A class held this week at the New York Public Library, according to the class listing on the library's website, requires its students to hold the "conviction" that the Shakespeare canon was written by Will Shakspere of Stratford. Heretics who profess to other "convictions," evidently, need not apply.

The course is called "Shakespeare: From Stratford-upon-Avon to the New York Public Library" and was held on Feb. 21. An earlier version of this blog posting attributed the course to NYU prof. Alycia Smith-Howard, whose blog also listed the New York Public Library class. (A reader of the "Shakespeare" By Another Name blog contacted Dr. Smith-Howard, who says she was as intrigued by the NYPL's course requirements as he was.)

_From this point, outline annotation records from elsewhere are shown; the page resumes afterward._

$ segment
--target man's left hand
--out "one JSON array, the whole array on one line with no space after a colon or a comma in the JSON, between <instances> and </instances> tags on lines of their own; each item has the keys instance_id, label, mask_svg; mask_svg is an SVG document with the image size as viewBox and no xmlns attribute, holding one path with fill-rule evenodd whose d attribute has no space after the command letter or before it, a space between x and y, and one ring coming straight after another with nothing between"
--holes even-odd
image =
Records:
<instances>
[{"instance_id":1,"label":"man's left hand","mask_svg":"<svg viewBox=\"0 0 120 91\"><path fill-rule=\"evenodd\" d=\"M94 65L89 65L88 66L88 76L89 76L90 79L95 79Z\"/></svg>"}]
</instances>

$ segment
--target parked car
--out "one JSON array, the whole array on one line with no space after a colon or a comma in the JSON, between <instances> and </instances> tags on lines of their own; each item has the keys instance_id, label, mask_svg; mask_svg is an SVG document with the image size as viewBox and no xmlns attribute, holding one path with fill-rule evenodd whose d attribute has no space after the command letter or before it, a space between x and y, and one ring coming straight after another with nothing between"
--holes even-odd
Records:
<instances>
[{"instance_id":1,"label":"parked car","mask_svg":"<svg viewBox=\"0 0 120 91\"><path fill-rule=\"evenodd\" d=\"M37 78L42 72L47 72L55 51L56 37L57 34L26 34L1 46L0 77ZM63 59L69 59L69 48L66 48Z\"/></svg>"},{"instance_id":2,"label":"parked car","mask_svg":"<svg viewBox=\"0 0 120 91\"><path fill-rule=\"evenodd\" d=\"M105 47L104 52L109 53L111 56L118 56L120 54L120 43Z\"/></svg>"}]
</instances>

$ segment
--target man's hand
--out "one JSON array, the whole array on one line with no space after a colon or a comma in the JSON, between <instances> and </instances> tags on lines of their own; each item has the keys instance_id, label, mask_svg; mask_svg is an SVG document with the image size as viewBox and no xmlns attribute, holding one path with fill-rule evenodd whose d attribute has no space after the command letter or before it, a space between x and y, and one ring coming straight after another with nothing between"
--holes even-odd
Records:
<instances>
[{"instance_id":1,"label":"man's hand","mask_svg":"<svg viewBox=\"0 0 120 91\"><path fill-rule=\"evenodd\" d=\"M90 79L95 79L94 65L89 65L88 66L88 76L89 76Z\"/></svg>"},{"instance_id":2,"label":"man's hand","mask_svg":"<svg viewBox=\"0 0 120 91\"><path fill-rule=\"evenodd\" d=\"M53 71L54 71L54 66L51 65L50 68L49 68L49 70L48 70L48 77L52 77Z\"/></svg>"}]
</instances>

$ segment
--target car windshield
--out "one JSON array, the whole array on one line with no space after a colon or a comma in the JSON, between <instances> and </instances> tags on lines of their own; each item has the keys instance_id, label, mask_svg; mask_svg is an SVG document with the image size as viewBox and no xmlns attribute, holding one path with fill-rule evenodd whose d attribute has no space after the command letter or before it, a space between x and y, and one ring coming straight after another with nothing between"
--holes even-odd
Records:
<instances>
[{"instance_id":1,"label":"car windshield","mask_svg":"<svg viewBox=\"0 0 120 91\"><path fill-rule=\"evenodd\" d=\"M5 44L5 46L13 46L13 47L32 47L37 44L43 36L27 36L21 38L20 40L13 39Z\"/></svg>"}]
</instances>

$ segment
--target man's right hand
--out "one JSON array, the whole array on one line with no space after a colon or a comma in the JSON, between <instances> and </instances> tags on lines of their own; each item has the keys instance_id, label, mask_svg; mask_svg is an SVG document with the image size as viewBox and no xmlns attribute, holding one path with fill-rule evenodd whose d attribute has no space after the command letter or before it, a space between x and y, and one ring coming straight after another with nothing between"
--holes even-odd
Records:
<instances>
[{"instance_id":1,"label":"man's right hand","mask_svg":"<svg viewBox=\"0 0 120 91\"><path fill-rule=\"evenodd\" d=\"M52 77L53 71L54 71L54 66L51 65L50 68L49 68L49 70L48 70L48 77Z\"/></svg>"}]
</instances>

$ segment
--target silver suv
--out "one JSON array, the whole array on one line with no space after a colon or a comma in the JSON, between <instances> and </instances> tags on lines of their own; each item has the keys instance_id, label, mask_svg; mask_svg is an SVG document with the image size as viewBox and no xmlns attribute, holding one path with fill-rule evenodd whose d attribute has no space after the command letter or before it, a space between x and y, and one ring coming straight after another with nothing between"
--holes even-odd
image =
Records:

A student taking the hourlong NYPL class, according to the course description, would be examining "various beautiful and unusual illustrated editions of Shakespeare's plays and poems" and use the library's computer resources to "experience Shakespearean research for the 21st century."

It also posts two rather bizarre requirements for the course. One is something that shouldn't require a profession of belief at all. It's just fact: "[We require] a belief that the works of Shakespeare constitute one of the cornerstones of world literature."

The other "requirement" for the course is slightly more odious: "A conviction that the plays of Shakespeare were written by Shakespeare."

Amazing. A taxpayer-financed institution hosts a Shakespeare class that prohibits Oxfordians and other Shakespeare dissidents from enrolling. Of course, many Shakespeare courses today are taught with the implicit understanding that venturing into the authorship question is verboten. But putting such restrictions in writing as a course requirement brings on a whole new game.

Well, then, as Major League umpires around Florida and Arizona will soon enough be saying, let's play ball!

(This post was corrected on Feb. 23, thanks to new information provided by reader R.N.G.; original tip from M.H.)

New York Public Library class listing
Archived class listing on website of NYU professor Alycia Smith-Howard

1 comment:

  1. Most New Yorkers don't realize that only a small percentage of their tax dollars go toward running the Research portion of NYPL - much less than 10%. (For the Branch library system - the amount hovers around 50%, not much more.)

    I'm wondering why you didn't speak to the instructor of this class directly about the "requirements" -- which I suspect were a way (perhaps inelegant) -- to forestall arguments within the class about disputed authorship, especially since the topic of the class was more specifically about printed editions.

    True confession: I am an employee of the New York Public Library.